Assuming that you don't have time to rebuild the entire site, there are a
couple of things you can do *today* to correct for this. Depending on how
you architected the site, you can avoid the issue with one very small
change: make your normal point of entry into your site into tiny frameset of
two frames, where the top frame is one pixel high and the main frame is what
your home page currently is.  That one-pixel frame disappears into the top
of the browser bar and people don't even know they have been "framed."

Except ..

that the URL never changes.  This prevents people from bookmarking a URL
with the UserRef.  If it is a site that requires a logon, all they are
bookmarking is the URL where a user should logon.

This change might not be ideal under all circumstances, such as if you have
links that open daughter windows, etc., but it might just get you through
your day.

Now if one of your users has sent the link which you described (c/w user
reference argument) far and wide, and you are now wondering how to deal with
it, you might have to write a small snippet to intercept any http call that
comes in with that specific user reference number, because that user
reference number has been "ruined," so to speak.

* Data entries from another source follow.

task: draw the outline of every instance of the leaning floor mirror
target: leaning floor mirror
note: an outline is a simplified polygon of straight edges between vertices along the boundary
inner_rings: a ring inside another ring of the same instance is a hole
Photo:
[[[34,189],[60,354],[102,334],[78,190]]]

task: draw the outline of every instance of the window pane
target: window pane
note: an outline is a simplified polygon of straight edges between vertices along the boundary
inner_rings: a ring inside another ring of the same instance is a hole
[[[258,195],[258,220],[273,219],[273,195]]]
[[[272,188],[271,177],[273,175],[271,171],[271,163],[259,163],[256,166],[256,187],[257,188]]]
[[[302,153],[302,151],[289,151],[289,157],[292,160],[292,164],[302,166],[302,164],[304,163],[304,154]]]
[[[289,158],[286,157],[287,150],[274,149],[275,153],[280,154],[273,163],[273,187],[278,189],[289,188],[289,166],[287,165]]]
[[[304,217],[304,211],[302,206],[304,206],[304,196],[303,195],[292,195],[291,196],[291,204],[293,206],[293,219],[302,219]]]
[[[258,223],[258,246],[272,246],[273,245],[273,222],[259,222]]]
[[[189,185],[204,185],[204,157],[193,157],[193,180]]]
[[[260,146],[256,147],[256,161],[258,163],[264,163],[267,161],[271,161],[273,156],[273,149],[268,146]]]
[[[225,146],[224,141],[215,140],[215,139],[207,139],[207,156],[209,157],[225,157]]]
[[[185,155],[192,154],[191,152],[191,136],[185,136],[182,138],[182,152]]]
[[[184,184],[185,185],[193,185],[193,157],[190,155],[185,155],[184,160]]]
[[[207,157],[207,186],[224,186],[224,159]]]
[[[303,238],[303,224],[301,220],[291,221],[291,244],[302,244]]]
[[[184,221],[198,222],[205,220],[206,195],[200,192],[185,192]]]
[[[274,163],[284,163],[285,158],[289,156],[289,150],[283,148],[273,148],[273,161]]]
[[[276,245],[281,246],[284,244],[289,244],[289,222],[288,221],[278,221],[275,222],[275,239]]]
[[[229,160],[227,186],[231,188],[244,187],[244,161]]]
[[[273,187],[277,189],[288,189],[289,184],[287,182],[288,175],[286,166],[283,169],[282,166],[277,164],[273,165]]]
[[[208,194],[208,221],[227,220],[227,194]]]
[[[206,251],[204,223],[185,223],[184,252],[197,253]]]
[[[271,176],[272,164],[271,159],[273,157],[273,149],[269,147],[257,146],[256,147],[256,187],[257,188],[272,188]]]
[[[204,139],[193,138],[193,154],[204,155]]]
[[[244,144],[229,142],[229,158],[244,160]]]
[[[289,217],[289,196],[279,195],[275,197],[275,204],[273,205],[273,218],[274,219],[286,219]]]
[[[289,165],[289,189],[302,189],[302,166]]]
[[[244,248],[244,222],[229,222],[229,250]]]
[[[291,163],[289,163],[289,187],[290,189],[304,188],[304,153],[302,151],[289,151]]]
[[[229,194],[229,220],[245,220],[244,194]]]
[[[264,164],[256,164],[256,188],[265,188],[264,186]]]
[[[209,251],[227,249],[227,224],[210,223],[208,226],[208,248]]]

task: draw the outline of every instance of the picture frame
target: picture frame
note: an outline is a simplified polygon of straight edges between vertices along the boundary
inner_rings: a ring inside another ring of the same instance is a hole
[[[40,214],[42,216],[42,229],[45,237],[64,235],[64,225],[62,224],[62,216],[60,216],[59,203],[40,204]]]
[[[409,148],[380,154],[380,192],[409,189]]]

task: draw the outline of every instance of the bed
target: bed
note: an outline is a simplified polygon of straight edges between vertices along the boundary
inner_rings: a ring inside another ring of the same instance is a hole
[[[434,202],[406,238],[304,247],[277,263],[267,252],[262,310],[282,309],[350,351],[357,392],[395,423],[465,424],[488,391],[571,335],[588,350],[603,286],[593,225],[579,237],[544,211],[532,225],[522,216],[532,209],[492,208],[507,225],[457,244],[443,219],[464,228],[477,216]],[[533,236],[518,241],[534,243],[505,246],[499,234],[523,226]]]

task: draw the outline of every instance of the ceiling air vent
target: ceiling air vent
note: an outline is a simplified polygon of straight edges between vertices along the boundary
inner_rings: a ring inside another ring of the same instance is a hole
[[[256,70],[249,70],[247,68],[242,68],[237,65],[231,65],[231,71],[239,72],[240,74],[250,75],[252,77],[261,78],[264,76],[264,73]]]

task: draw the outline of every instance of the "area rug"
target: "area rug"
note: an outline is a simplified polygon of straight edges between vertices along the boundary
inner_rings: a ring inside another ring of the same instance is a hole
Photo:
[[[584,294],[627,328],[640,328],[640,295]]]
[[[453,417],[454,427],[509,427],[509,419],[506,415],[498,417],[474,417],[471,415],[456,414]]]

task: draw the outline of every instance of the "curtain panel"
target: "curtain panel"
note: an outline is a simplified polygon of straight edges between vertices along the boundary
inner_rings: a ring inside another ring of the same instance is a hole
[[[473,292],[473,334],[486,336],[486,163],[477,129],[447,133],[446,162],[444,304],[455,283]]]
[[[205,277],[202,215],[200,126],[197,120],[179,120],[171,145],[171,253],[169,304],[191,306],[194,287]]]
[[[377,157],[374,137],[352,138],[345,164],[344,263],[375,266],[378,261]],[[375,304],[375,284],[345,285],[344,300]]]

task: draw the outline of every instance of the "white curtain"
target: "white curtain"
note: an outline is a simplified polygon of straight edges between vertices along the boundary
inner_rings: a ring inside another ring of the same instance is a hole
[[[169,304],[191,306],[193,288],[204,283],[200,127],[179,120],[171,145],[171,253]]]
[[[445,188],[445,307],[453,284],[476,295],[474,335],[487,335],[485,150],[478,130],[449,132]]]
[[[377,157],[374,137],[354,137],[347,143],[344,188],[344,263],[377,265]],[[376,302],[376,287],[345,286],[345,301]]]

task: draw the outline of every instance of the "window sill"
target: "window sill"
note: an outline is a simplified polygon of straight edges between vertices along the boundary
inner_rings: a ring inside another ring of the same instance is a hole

First, purge that user of any variables, as several people might have that
number, and if one person logs on, thus creating user variables, and another
comes in while those variables are live, they will inherit them or share
them, giving unpredictable results. Secondly, send people who arrive on your
site with that user reference number to the logon page.  If you were really
nice, you'd explain why they were being redirected to logon.

Just ideas ....
Ian

-----Original Message-----
From: [EMAIL PROTECTED]
[mailto:[EMAIL PROTECTED]]On Behalf Of Eric Weidl
Sent: Thursday, September 12, 2002 8:11 AM
To: Multiple recipients of list witango-talk
Subject: Witango-Talk: Preventing Session hijacking


Hi,

Has anyone got any solutions for preventing session hijacking in Tango?

To handle the possibility of a user having cookies turned off, we've made
sure <@USERREFERENCEARGUMENT> is added to every URL. That solution has
worked well, until recently.

One of our customers copied a URL from the site and emailed it to a number
of other people. Now, they are all sharing the same session and user
variables.

We've always known this could happen but, only with a recent increase in
traffic on the site have two users come in during the same timeframe (and
thus stomped on each others variables).

We've got a couple ideas about how to address the problem, but I'm
wondering what other approaches others have taken.